Wayne. Something major is being left out of this discussion. The swarming tendency of the Old World Carniolans. Sue Coby's work revolutionized (IMHO) that particular strain of bee. Before her work, I had intentionally used (in the '70's) the Carniolans (Old World Carniolans?) that predate her work, to increase the number of my hives very rapidly to develop a small pollination business. It worked, better than I could have ever imagined. Carniolan hives had the reputation at that time, of swarming much more frequently than the other races and they really did! It was a tendency that was very difficult to control. She saw the need and the ultimate benefits in developing a terrific bee strain. Her New World Carniolans differ dramatically from what the Carniolans used to be - concerning their original swarming tendencies. Have no knowledge of the current "Old World Carniolan" that is presently being sold,.... OMTCW


----------



## sqkcrk

frazzledfozzle said:


> I would say she has moved from being an over wintered queen to a swarm queen as soon as she swarms,
> .... swarm queens you are holding onto it could be that you are promoting a swarming tendancy in your bees.
> 
> frazz
> 
> frazz


Okay, we are arguing past each other, so I'm going to concede the argument.


----------



## sqkcrk

Cedar Hill said:


> Bees can inherit and even develop a "swarming tendency". The more the swarm queens are used the more this tendency seems to be inherited and increased.


Have you ever really seen this? How does it expresas itself? Or the opposite? Aren't all colonies of bee apt to swarm, have the tendency?

I understand, basically, the heritible trait idea, but have you seen it expressed?


----------



## trainwrecker

started beekeeping again last year. we have two hives that we are going to use for queenrearing. we obtained them from the wild. they had been at their respective locations for 7+ years. our thinking is that they survived this long w/ no meds, they must be doing something right.


----------



## NasalSponge

First, swarming is the bee's act of procreation and I strongly doubt anyone can "breed" that out of them. Second, the presence of a queen in a swarm has little to do with her age, I have had month old hives swarm....old queen, I think not. I will hive a swarm and then evaluate them for a bit, if they fail to build up then i will combine or re-queen, if they look good, I let them do their thing!


----------



## MastoDon

Pink Cow said:


> Good discussion, but I have a different question:
> 
> MastoDon, you got swarms in the middle of winter?

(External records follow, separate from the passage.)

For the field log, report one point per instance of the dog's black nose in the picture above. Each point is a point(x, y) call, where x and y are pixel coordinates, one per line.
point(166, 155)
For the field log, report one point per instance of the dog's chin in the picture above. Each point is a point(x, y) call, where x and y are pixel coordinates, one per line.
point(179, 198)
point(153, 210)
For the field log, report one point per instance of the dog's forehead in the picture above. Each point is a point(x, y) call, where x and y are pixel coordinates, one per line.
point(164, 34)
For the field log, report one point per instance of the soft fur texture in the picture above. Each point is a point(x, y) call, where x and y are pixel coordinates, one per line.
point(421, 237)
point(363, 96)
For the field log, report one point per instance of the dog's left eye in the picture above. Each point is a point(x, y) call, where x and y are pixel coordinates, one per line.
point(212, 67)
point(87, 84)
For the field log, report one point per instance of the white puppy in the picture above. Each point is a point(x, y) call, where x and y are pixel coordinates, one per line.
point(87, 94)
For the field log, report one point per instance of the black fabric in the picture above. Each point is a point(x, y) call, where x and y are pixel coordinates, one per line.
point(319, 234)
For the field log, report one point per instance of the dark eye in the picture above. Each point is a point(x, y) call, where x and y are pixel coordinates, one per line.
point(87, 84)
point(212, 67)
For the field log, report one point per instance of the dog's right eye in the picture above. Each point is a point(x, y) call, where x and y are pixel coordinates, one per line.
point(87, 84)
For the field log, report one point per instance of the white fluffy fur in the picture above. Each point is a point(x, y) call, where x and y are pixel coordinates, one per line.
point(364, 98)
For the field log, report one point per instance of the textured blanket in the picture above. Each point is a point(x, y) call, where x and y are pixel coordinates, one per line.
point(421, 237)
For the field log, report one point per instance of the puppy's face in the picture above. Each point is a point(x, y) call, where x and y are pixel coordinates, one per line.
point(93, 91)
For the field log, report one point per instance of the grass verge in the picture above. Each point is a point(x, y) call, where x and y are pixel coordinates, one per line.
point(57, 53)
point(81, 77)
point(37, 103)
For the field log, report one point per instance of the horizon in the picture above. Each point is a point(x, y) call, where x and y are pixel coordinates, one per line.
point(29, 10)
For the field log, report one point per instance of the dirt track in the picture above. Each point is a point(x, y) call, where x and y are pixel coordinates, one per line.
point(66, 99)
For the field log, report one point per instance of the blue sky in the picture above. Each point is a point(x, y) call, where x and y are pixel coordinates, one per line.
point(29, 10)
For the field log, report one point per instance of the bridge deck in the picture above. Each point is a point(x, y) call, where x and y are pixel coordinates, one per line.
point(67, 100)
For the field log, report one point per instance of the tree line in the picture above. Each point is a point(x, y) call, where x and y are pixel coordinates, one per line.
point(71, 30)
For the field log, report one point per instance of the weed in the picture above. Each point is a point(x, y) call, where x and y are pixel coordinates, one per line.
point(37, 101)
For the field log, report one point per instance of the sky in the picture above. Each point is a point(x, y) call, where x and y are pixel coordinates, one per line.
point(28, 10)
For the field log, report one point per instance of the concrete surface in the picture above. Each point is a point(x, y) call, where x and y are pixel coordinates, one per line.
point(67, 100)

Yes. Although there have been a few cold weeks here in the SF Bay Area, this "winter" has been one of our usual ho-hum affairs. At least one jealous beek from the eastern part of the country remarked that "there's no such thing as winter in California." 
Based upon picking up a swarm in late November and again in early February, I'd have to agree. We don't have weather here. We have climate.


----------



## AR Beekeeper

Most prime swarms I catch that come from my overwintered colonies will supersede the queen they swarmed with within 2 months of swarming. My swarming period is April/May so the supersedure is complete in July/Aug. The problem I see with using a swarm queen is the danger of a failed supersedure and going into winter with a queen that may not make it through the winter.


----------



## Fuzzy

Masto,

Tell you what, you have 3 hives, give me $60 and I'll look inside them and tell you that I re-queened them ( lying of course ). It is unlikely that you will know the difference from the production output. 

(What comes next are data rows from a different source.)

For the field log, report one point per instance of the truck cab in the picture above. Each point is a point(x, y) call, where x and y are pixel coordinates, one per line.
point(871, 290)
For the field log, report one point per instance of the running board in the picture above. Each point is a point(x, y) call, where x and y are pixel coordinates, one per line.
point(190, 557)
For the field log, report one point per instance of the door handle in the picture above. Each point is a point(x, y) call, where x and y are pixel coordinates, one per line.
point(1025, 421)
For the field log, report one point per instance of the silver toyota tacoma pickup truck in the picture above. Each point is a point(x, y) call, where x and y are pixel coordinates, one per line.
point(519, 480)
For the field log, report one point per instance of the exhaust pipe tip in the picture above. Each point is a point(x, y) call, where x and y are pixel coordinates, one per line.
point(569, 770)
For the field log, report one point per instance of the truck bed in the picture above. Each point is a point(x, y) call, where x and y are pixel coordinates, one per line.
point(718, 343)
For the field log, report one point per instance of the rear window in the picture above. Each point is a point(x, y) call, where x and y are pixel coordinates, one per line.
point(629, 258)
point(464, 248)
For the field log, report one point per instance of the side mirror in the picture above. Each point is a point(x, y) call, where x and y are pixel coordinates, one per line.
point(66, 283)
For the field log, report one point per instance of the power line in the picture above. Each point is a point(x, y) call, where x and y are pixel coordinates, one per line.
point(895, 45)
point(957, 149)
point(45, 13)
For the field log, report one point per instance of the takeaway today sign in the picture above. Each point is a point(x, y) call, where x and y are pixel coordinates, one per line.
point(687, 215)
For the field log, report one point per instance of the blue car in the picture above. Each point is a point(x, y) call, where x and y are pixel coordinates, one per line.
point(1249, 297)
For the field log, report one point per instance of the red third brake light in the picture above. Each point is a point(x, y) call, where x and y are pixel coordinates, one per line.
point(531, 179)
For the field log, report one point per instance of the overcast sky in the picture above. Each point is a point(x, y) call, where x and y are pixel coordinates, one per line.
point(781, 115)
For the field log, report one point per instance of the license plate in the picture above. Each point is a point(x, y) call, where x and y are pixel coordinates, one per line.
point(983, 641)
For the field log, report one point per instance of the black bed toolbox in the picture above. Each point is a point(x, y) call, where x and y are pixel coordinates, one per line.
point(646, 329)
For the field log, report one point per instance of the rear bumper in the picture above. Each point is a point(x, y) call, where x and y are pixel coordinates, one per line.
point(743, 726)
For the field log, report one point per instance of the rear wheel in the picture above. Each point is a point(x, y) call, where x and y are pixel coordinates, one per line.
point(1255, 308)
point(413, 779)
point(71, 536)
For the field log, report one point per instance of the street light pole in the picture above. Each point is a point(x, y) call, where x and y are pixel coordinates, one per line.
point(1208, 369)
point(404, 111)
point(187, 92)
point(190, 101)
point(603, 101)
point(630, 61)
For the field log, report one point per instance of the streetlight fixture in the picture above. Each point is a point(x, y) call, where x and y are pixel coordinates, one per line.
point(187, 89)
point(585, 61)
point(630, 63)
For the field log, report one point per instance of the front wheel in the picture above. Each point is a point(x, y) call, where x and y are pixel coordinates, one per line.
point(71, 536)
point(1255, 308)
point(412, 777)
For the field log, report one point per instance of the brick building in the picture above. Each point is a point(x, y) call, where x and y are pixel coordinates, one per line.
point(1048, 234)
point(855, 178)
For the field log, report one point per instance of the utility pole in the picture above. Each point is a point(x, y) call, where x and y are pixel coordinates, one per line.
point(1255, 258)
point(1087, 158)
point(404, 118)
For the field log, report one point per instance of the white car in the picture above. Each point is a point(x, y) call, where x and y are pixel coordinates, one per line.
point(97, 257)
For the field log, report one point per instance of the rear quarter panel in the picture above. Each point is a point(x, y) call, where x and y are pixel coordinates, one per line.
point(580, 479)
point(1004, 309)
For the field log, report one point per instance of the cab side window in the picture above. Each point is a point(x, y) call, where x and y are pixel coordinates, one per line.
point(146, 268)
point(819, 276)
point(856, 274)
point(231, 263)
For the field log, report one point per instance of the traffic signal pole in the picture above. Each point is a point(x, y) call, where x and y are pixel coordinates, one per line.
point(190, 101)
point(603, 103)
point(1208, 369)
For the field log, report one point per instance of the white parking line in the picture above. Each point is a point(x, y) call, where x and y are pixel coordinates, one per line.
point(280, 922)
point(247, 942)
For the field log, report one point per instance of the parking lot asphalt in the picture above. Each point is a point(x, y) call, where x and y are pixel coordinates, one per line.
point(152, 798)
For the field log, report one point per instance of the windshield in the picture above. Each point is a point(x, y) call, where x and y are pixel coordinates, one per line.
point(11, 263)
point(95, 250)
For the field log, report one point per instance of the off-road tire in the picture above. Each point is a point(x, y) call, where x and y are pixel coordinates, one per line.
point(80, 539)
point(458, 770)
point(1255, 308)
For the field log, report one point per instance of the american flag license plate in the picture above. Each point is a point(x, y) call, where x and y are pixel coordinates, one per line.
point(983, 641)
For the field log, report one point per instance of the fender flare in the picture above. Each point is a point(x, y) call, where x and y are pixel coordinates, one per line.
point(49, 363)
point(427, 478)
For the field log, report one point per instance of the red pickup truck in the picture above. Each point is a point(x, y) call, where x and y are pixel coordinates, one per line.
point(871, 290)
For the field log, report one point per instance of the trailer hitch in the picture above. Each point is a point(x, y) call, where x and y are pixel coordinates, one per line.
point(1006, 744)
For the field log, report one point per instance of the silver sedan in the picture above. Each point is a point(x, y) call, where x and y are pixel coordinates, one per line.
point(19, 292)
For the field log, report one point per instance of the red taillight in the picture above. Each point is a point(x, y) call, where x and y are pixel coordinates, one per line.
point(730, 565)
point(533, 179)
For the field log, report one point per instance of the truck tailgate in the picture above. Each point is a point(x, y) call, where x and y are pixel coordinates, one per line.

Last year's february swarm produced 5 ( count them ) supers of honey and is still going strong today. If the queen gets poor the bees will replace her.


----------



## jonathan

MastoDon said:


> So, a couple of old-timers at a meeting I went to earlier this month were saying (and I'm paraphrasing, here) that since swarms were always accompanied by the old queen from their former colony, the beek should replace her because she's already a year old and will be drying up pretty soon.

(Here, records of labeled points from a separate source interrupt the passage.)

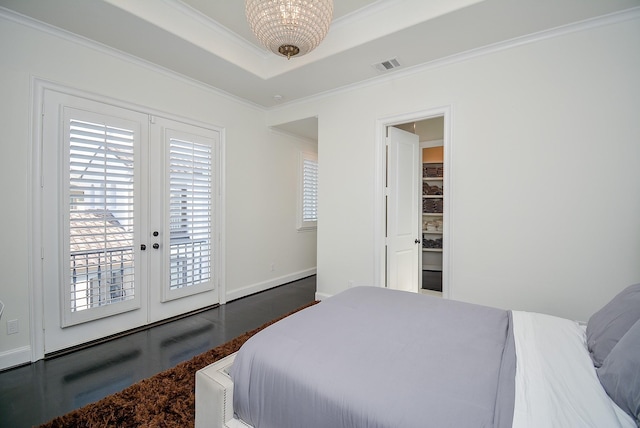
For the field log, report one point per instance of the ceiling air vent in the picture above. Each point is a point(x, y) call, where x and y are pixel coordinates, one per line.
point(387, 65)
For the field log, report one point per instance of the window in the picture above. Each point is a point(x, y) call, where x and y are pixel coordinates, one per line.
point(190, 165)
point(100, 214)
point(308, 205)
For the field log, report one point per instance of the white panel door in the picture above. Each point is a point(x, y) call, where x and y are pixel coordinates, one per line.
point(403, 219)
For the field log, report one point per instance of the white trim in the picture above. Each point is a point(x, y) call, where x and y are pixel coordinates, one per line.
point(282, 132)
point(15, 357)
point(612, 18)
point(322, 296)
point(271, 283)
point(379, 238)
point(115, 53)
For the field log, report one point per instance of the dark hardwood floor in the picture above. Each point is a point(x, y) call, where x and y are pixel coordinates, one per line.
point(38, 392)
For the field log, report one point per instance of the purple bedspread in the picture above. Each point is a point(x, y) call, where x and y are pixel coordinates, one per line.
point(373, 357)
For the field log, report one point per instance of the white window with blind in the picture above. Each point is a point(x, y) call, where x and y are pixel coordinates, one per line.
point(188, 190)
point(127, 214)
point(100, 215)
point(308, 195)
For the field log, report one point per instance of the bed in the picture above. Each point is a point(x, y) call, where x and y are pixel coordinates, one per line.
point(376, 358)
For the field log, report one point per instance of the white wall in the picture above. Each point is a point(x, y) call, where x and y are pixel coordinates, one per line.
point(545, 149)
point(261, 166)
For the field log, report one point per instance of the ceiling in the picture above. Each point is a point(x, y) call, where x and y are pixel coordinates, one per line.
point(210, 41)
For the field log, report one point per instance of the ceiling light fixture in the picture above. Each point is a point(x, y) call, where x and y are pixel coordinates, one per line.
point(289, 27)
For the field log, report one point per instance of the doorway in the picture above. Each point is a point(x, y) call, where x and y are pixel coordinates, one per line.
point(427, 269)
point(127, 219)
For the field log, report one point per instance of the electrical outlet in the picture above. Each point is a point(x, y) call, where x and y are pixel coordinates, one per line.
point(12, 327)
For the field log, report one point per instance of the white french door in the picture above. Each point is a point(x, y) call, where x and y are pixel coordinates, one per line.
point(127, 221)
point(403, 222)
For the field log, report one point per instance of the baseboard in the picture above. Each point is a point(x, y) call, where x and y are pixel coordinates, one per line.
point(322, 296)
point(266, 285)
point(15, 357)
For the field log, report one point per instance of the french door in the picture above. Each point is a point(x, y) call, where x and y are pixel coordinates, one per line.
point(128, 219)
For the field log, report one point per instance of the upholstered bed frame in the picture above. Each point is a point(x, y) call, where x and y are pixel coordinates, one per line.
point(214, 396)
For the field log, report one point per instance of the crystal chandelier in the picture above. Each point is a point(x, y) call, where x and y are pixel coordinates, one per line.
point(289, 27)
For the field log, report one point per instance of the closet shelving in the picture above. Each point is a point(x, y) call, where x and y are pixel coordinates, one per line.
point(432, 216)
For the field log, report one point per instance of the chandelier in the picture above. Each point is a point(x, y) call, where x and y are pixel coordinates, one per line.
point(289, 27)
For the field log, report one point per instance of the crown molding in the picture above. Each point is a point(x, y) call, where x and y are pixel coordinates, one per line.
point(609, 19)
point(118, 54)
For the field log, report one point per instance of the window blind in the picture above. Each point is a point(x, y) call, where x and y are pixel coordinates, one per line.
point(190, 169)
point(101, 213)
point(309, 190)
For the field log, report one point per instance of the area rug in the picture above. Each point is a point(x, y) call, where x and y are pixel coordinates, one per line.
point(164, 400)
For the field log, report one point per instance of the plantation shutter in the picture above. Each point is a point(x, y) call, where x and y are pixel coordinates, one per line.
point(190, 211)
point(308, 216)
point(100, 214)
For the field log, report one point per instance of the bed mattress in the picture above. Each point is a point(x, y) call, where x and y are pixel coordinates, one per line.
point(379, 358)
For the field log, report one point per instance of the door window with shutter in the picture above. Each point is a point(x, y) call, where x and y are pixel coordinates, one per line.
point(128, 213)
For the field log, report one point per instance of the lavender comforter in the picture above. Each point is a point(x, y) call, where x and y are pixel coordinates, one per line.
point(373, 357)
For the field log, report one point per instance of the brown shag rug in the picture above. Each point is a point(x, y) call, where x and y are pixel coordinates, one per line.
point(164, 400)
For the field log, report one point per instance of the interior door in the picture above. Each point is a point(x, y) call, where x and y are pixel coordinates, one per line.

Just goes to show you can't always rely on the old timers. She could be 4 years old or an unmated virgin. The 'drying up' does not just depend just on age, but also on how how many drones she mated with and how much sperm she stored in her spermatheca when she mated.


----------



## frazzledfozzle

NasalSponge said:


> I have had month old hives swarm....old queen, I think not.


If I was having month old hives swarm I would be asking questions this is barely enough time to even get a round of brood laying and hatching done.

When I say swarm I'm talking about the primary swarm with the original queen not an afterswarm with a virgin.

If the queen is still vigorous and laying well she should be able to keep her brood nest full of brood if she is not so vigorous her laying will slow and her brood area will become full of honey.

As for only strong healthy colonies swarming thats not quite true, there's a lot of swarming of hives infested with varroa and they are generally not in a healthy state.

It comes down to what you believe to be true, and for us and our business we will not breed from swarm hives and we will requeen swarm hives because we believe that continually having swarmy queens around laying swarmy drones will result in more and more swarmy queens.

Just our own personal opinion.

frazz


----------



## frazzledfozzle

jonathan said:


> Just goes to show you can't always rely on the old timers. She could be 4 years old or an unmated virgin. The 'drying up' does not just depend just on age, but also on how how many drones she matd with and how much sperm she stored in her spermatheca. when she mated.


the way I read it it is the "oldtimers" are talking about the primary swarm when they say old queen, they are obviously not talking about an afterswarm with a virgin.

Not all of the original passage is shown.